We present a generalized hydrodynamic stability theory for interacting particles in polydisperse particle-laden flows. The addition of dispersed particulate matter to a clean flow can either stabilize or destabilize the flow, depending on the particles' relaxation time-scale relative to the carrier flow time scales and the particle loading. To study the effects of polydispersity and particle interactions on the hydrodynamic stability of shear flows, we propose a new mathematical framework by combining a linear stability analysis and a discrete Eulerian sectional formulation to describe the flow and the dispersed particulate matter. In this formulation, multiple momentum and transport equations are written for each size-section of the dispersed phase, where interphase and inter-particle mass and momentum transfer are modelled as source terms in the governing equations. A new modal linear stability framework is derived by linearizing the coupled equations.
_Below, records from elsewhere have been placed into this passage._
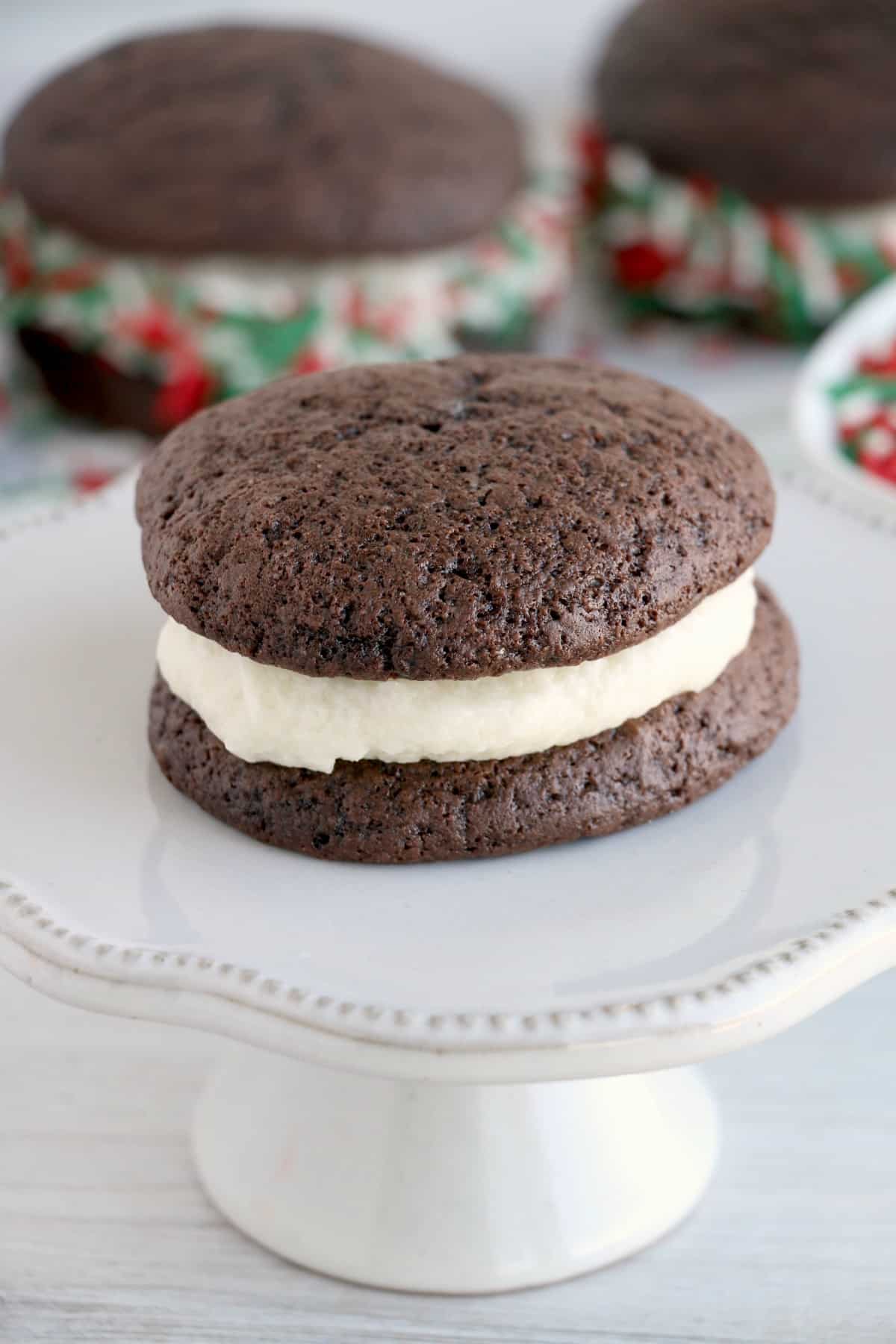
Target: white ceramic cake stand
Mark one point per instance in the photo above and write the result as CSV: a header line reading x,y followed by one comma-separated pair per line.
x,y
461,1077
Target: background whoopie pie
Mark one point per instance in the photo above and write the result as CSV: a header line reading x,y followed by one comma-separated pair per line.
x,y
461,608
742,163
190,214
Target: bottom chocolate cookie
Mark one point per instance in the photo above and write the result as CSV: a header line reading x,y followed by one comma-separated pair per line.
x,y
374,812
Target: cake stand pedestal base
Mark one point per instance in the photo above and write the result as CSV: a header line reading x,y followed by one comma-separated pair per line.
x,y
452,1189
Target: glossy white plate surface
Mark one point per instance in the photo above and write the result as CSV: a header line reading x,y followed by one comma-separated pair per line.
x,y
623,947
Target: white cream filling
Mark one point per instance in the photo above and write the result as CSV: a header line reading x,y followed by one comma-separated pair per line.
x,y
262,712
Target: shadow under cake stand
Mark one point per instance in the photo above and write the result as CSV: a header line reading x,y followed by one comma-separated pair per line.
x,y
462,1077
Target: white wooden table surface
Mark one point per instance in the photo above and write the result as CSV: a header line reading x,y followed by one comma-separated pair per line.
x,y
105,1236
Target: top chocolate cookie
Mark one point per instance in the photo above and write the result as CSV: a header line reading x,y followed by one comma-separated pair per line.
x,y
262,141
788,101
453,519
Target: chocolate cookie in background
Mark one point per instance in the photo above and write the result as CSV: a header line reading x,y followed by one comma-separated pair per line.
x,y
741,163
187,215
458,609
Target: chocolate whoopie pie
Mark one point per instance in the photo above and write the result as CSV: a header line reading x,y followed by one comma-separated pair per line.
x,y
190,214
742,163
457,609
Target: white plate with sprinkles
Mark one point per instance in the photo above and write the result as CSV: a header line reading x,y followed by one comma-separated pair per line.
x,y
844,406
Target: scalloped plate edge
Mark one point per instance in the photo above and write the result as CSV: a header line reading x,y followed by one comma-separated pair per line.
x,y
754,999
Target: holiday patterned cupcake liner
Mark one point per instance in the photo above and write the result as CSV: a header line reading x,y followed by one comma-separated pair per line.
x,y
691,248
206,331
865,413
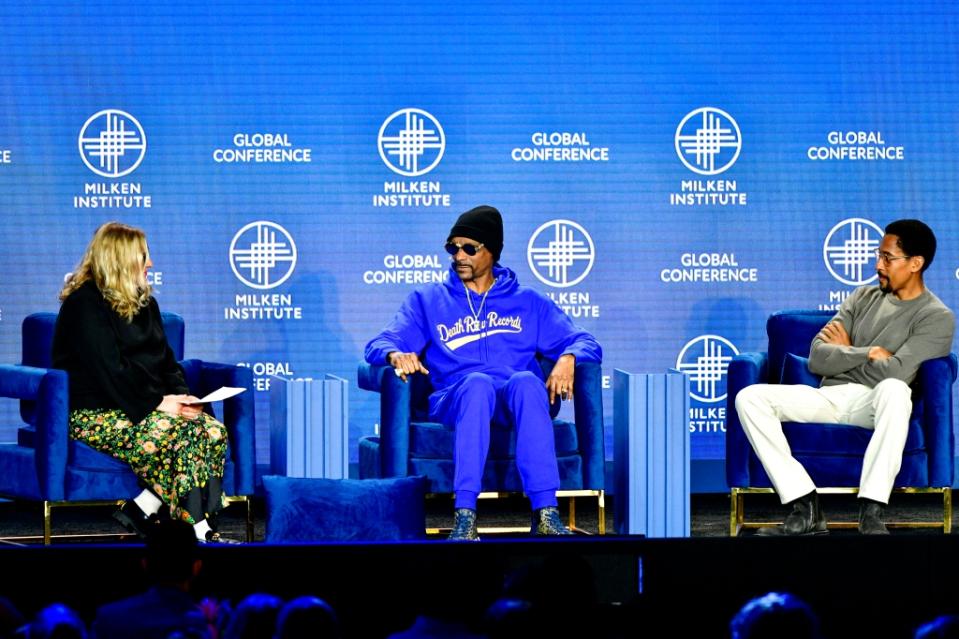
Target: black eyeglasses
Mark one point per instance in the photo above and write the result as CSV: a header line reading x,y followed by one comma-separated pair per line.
x,y
888,258
470,249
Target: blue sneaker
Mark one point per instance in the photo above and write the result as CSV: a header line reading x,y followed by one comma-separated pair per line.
x,y
546,521
464,525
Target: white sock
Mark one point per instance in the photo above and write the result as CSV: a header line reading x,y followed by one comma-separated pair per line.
x,y
148,502
201,528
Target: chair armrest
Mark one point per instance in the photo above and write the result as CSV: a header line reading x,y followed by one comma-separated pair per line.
x,y
934,383
588,411
238,415
368,376
49,389
744,370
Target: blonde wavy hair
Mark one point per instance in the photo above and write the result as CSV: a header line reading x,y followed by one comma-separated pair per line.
x,y
115,261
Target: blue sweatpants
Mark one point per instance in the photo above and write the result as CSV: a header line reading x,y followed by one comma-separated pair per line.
x,y
520,402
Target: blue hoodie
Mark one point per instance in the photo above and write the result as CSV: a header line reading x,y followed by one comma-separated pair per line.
x,y
512,326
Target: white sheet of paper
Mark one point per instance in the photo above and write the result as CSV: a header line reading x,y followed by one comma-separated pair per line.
x,y
224,392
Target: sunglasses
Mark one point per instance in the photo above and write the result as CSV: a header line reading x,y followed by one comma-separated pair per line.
x,y
470,249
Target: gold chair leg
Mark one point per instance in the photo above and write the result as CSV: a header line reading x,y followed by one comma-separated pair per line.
x,y
47,525
735,512
601,511
249,519
947,511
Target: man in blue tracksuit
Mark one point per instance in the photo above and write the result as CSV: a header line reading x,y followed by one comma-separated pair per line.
x,y
479,333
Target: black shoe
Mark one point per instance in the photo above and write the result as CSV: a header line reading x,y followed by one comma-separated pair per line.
x,y
806,518
213,537
134,519
870,518
464,525
546,521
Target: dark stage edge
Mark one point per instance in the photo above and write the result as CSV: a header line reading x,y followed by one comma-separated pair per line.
x,y
860,586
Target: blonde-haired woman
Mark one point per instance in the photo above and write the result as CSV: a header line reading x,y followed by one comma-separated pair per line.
x,y
128,395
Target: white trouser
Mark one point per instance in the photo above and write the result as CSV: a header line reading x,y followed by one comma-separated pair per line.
x,y
886,409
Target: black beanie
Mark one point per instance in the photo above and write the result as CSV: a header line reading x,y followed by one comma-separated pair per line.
x,y
483,224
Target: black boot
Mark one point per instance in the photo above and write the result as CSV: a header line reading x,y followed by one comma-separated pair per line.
x,y
135,520
870,517
464,525
806,518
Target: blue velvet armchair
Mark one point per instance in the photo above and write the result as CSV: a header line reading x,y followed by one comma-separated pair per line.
x,y
410,444
832,453
45,464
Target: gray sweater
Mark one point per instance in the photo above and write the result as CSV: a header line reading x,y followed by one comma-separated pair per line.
x,y
913,331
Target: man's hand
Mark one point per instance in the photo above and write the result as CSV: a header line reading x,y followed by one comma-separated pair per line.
x,y
835,333
179,406
406,364
560,381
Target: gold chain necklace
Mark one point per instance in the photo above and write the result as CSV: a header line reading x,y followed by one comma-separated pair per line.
x,y
469,299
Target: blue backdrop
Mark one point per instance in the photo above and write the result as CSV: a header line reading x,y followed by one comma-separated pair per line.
x,y
670,173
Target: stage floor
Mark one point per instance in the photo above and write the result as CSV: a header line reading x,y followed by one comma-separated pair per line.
x,y
860,586
710,516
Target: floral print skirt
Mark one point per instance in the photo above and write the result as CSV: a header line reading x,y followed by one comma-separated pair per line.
x,y
181,460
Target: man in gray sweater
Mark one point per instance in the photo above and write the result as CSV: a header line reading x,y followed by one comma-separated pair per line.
x,y
868,354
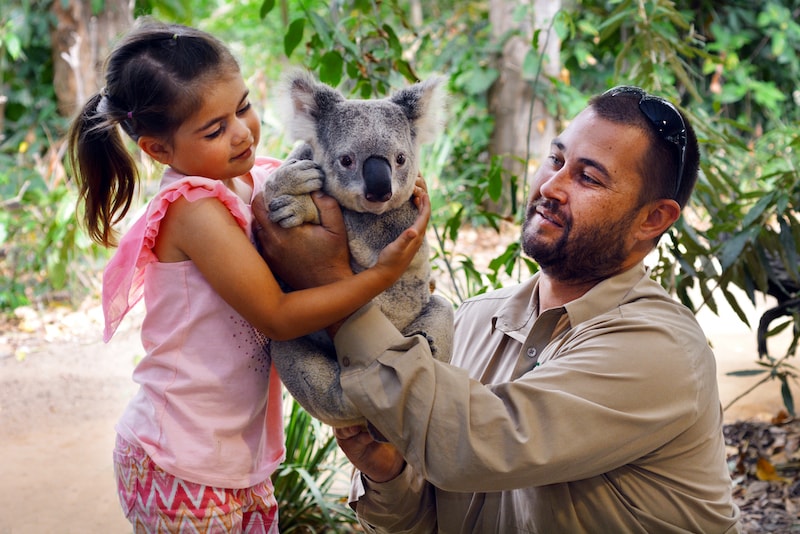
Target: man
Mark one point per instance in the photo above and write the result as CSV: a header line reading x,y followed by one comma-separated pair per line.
x,y
583,400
Using this approach, particle-flow interactions, such as polydispersity, droplet vaporization, condensation, and coalescence, may be modelled. The method is validated with linear stability analyses of clean and monodisperse particle-laden flows. We show that the stability characteristics of a channel flow laden with particles drastically change due to polydispersity. While relatively large monodisperse particles tend to stabilize the flow, adding a second size section of a very small mass fraction of low-to-moderate Stokes number particles may significantly increase the growth rates, and for high-Reynolds numbers may destabilize flows that might have been regarded as linearly stable in the monodisperse case. These findings may apply to a vast number of fluid mechanics applications involving particle-laden flows such as atmospheric flows, environmental flows, medical applications, propulsion, and energy systems.